Não havia mais desculpas para postergar nada. Se eu ainda tinha alguma dignidade, só me restava juntar caneta e papel para preparar uma interminável agenda de afazeres domésticos, que incluíam a aplicação de desengripantes em janelas e portas, apertar parafusos em panelas, aplicar veneno nos formigueiros, trocar a mangueira do jardim, ajustar o telhado e outras tantas providências desagradáveis. Percebi então, que os chamados “maridos de aluguel” fazem parte de uma espécie que merece todo o meu respeito.
Entregar-me de corpo, alma e resmungos àquelas atividades nefastas, ao menos teve um ponto positivo.

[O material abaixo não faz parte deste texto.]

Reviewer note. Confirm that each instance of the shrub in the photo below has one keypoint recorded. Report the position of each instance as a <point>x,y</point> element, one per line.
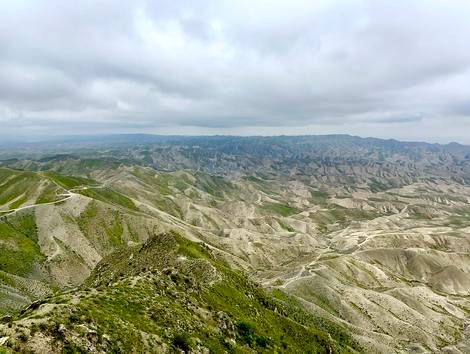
<point>183,342</point>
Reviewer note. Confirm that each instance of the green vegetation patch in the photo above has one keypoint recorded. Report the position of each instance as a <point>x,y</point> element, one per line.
<point>19,250</point>
<point>279,208</point>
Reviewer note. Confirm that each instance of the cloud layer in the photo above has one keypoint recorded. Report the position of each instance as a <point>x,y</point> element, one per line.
<point>385,68</point>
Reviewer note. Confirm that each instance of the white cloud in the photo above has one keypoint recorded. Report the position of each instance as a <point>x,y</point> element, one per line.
<point>368,67</point>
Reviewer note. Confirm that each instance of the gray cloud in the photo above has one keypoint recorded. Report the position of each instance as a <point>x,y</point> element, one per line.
<point>368,67</point>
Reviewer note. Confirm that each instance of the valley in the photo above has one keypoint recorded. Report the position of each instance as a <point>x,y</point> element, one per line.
<point>369,240</point>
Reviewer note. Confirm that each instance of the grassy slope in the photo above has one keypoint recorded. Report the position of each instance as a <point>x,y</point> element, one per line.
<point>172,293</point>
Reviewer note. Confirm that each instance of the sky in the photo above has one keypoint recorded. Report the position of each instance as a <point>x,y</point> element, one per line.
<point>392,69</point>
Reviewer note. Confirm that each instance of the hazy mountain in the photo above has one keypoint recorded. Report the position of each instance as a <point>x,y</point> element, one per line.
<point>357,245</point>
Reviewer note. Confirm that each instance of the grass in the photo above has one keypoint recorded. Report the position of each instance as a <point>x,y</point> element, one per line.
<point>282,209</point>
<point>68,182</point>
<point>149,298</point>
<point>19,250</point>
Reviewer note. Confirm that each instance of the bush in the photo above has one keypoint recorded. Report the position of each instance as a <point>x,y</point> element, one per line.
<point>183,342</point>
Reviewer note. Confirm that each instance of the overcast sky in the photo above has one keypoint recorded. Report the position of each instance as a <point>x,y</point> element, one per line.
<point>386,68</point>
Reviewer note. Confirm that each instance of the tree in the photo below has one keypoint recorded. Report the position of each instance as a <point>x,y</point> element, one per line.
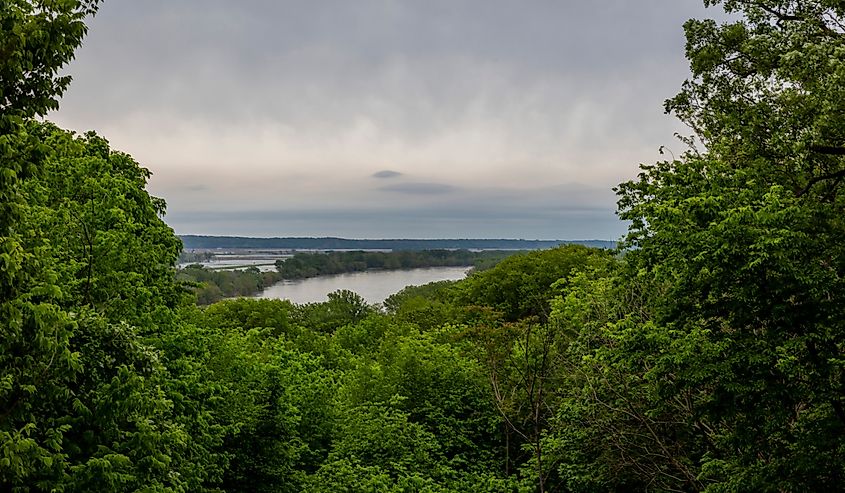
<point>746,238</point>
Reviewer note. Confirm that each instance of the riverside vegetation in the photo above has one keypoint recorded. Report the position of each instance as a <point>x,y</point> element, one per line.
<point>705,356</point>
<point>212,285</point>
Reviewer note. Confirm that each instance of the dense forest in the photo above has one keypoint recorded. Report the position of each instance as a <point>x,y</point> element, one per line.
<point>229,242</point>
<point>705,355</point>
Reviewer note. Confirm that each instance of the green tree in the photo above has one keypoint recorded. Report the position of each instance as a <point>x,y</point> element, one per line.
<point>746,239</point>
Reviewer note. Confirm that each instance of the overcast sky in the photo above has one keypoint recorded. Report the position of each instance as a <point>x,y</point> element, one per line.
<point>384,119</point>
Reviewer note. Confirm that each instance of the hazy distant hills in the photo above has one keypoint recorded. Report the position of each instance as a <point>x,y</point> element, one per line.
<point>329,243</point>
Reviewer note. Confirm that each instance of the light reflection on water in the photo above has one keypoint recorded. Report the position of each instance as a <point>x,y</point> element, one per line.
<point>373,286</point>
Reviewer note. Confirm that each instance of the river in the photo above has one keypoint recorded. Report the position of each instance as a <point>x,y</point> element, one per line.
<point>374,285</point>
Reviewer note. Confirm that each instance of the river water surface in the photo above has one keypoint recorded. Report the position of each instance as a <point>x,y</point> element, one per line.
<point>374,285</point>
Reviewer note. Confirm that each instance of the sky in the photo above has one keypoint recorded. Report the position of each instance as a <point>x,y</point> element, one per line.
<point>385,118</point>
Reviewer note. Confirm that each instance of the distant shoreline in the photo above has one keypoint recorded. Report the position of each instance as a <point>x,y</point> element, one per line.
<point>332,243</point>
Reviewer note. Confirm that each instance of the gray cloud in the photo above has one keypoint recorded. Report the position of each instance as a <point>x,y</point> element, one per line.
<point>266,105</point>
<point>386,174</point>
<point>419,188</point>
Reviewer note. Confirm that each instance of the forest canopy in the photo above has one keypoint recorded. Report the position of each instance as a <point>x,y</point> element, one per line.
<point>705,355</point>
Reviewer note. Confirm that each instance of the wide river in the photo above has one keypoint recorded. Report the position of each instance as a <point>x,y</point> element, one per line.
<point>374,286</point>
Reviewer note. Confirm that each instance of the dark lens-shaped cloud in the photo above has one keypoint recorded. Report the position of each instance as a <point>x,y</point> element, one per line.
<point>387,173</point>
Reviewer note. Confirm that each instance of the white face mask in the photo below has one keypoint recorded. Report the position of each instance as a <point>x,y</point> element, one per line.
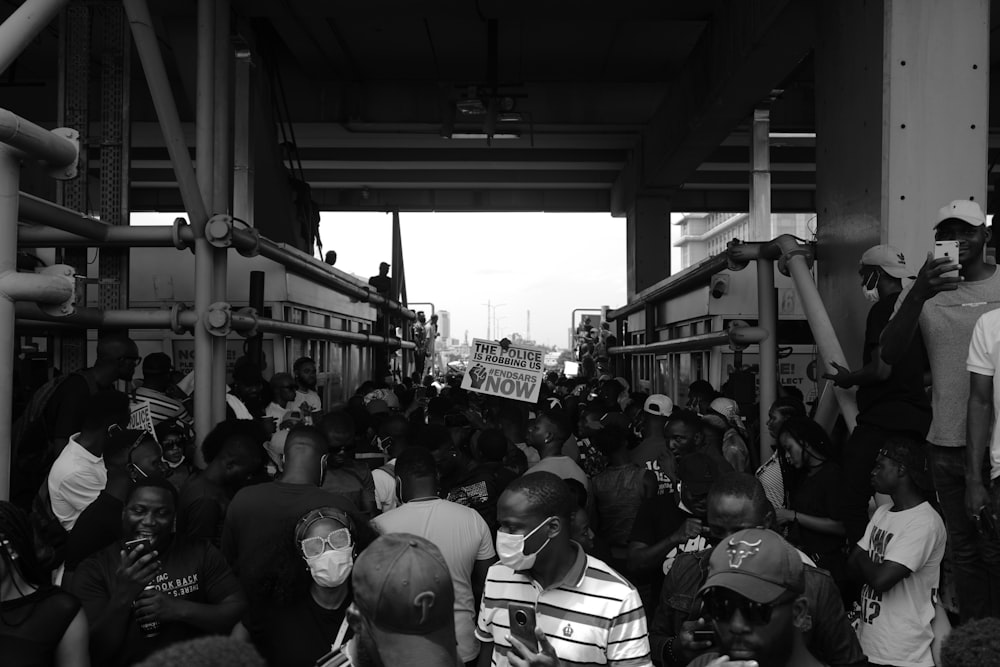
<point>510,549</point>
<point>332,567</point>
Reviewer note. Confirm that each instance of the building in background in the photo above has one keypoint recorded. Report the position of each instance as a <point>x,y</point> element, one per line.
<point>444,325</point>
<point>702,235</point>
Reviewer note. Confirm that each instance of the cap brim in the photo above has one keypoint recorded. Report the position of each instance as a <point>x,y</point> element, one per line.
<point>975,222</point>
<point>433,649</point>
<point>746,585</point>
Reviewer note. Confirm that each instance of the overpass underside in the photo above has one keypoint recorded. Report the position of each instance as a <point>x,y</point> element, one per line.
<point>878,113</point>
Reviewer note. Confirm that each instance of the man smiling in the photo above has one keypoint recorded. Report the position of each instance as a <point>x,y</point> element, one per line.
<point>184,589</point>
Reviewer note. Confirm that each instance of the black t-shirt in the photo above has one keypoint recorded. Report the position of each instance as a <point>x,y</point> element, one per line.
<point>900,403</point>
<point>297,635</point>
<point>193,571</point>
<point>32,626</point>
<point>820,495</point>
<point>201,511</point>
<point>263,515</point>
<point>658,517</point>
<point>99,525</point>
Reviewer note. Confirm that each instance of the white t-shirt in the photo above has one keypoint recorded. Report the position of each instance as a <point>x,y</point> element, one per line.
<point>984,358</point>
<point>75,480</point>
<point>463,538</point>
<point>385,488</point>
<point>895,627</point>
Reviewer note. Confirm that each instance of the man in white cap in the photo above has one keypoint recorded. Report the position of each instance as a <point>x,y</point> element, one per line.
<point>652,452</point>
<point>945,308</point>
<point>891,399</point>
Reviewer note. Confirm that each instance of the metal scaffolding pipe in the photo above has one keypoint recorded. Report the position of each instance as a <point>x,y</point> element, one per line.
<point>794,257</point>
<point>23,26</point>
<point>10,173</point>
<point>36,142</point>
<point>680,283</point>
<point>736,335</point>
<point>148,49</point>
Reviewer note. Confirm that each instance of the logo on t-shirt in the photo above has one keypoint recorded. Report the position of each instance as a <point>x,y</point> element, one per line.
<point>871,600</point>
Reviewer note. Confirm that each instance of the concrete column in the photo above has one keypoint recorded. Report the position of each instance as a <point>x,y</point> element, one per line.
<point>648,242</point>
<point>901,122</point>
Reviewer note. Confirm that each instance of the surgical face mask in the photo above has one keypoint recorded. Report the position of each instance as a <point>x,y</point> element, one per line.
<point>332,567</point>
<point>510,549</point>
<point>870,287</point>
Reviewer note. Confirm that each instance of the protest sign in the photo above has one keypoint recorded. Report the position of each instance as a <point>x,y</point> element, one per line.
<point>516,372</point>
<point>140,418</point>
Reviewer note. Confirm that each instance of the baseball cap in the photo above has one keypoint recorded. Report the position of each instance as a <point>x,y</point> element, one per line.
<point>888,258</point>
<point>157,363</point>
<point>757,564</point>
<point>961,209</point>
<point>912,455</point>
<point>728,408</point>
<point>403,589</point>
<point>697,473</point>
<point>658,404</point>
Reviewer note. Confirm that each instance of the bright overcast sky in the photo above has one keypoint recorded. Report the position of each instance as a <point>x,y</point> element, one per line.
<point>548,263</point>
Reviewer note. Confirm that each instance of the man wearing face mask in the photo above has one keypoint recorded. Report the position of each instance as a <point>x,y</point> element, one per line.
<point>259,515</point>
<point>458,531</point>
<point>585,612</point>
<point>737,502</point>
<point>307,613</point>
<point>891,399</point>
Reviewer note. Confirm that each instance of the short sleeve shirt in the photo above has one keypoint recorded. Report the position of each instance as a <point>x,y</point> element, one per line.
<point>463,538</point>
<point>193,571</point>
<point>984,356</point>
<point>895,627</point>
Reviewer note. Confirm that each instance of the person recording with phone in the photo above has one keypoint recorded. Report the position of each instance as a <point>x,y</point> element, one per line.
<point>154,588</point>
<point>945,309</point>
<point>542,568</point>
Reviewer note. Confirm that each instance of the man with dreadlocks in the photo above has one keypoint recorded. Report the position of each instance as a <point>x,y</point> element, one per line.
<point>40,624</point>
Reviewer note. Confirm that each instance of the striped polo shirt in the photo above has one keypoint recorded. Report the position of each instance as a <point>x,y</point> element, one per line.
<point>592,617</point>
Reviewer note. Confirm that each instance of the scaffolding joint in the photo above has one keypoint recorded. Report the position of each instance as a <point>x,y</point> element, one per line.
<point>219,319</point>
<point>68,171</point>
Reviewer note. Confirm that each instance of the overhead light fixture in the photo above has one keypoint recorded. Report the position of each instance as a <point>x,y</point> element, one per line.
<point>483,135</point>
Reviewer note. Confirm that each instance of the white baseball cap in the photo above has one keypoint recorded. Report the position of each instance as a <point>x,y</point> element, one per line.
<point>964,210</point>
<point>658,404</point>
<point>887,258</point>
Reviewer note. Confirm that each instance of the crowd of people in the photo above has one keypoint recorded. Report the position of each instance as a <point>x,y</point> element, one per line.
<point>422,524</point>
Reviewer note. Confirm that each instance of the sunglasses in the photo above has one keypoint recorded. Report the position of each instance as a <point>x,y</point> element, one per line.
<point>720,606</point>
<point>314,546</point>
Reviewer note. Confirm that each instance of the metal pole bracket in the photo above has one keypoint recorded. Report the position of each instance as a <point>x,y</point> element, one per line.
<point>218,319</point>
<point>219,230</point>
<point>179,225</point>
<point>253,330</point>
<point>176,312</point>
<point>66,172</point>
<point>803,251</point>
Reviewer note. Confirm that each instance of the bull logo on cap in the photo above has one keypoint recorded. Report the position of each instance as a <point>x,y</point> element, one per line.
<point>739,551</point>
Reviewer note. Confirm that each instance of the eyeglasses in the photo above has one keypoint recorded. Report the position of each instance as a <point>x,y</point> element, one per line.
<point>314,546</point>
<point>721,606</point>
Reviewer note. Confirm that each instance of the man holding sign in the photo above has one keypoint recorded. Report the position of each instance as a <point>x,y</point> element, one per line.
<point>505,369</point>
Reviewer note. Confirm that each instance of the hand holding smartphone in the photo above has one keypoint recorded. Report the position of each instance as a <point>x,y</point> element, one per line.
<point>522,624</point>
<point>949,250</point>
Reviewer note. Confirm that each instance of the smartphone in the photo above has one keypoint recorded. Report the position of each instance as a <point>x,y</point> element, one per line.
<point>522,624</point>
<point>703,635</point>
<point>947,249</point>
<point>132,545</point>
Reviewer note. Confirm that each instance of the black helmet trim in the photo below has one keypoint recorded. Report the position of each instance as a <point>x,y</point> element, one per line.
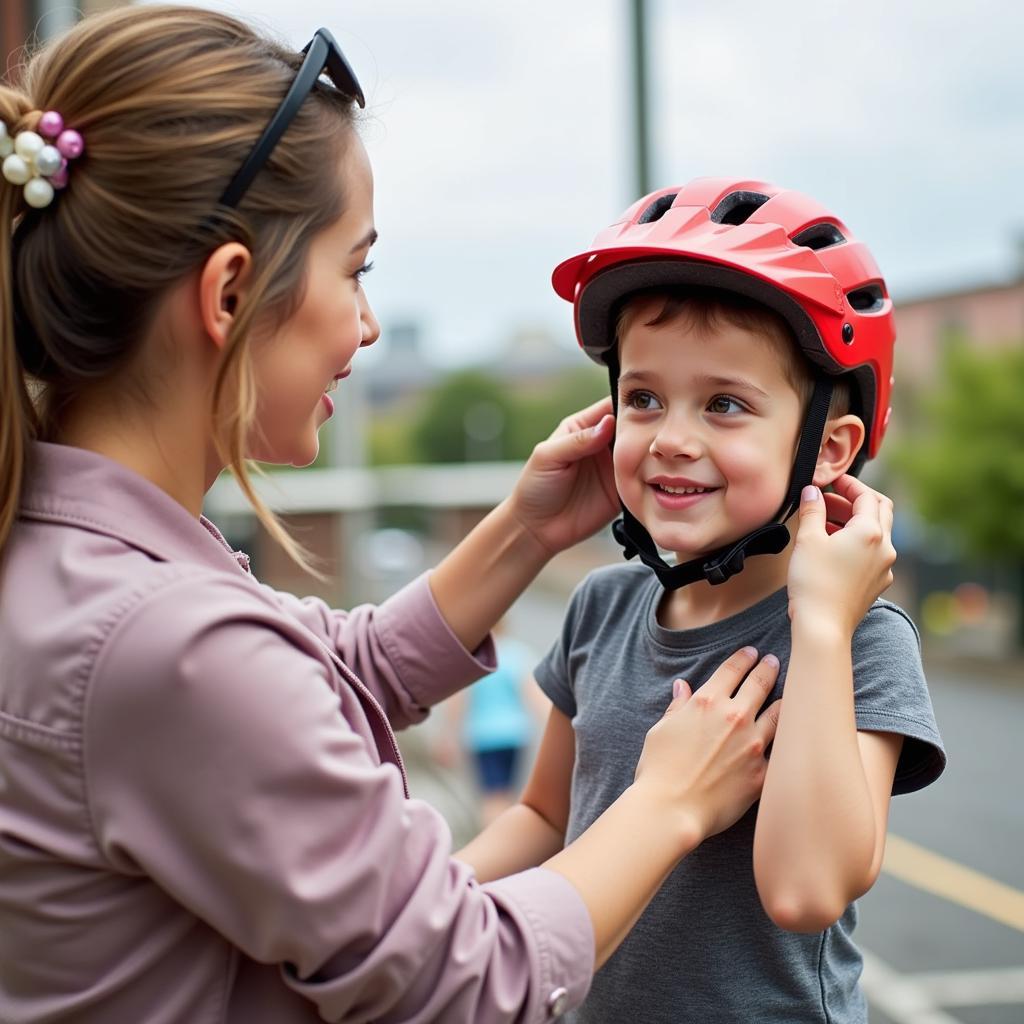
<point>598,305</point>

Cada vez que minha esposa me via furando ou martelando o dedo, tomando choques elétricos e sendo terrivelmente perseguido por formigas e marimbondos, ela dizia que me recompensaria com carinhos e guloseimas.
Durante cerca de quarenta dias, fui sugado por uma rotina que consistia em chorar ao ver os noticiários, xingar gerações de eletricistas, jardineiros e encanadores, me lambuzar de álcool gel ao receber qualquer entregador e claro, perceber que minhas roupas estavam cada vez mais apertadas em virtude da comilança desenfreada durante o isolamento.
Em cada por de sol eu me sentia como que atropelado por um caminhão. Era mais fácil listar o que não doía, ao cair da tarde. Ao menos - para compensar, invariavelmente, eu e minha companheira fazíamos maratonas daquelas series dos serviços de streaming, regadas a bons vinhos. Ou a sopas. Ou a pizzas. Ou a chás. Está bem. Na maioria das vezes, a enormes bandejas de pipoca.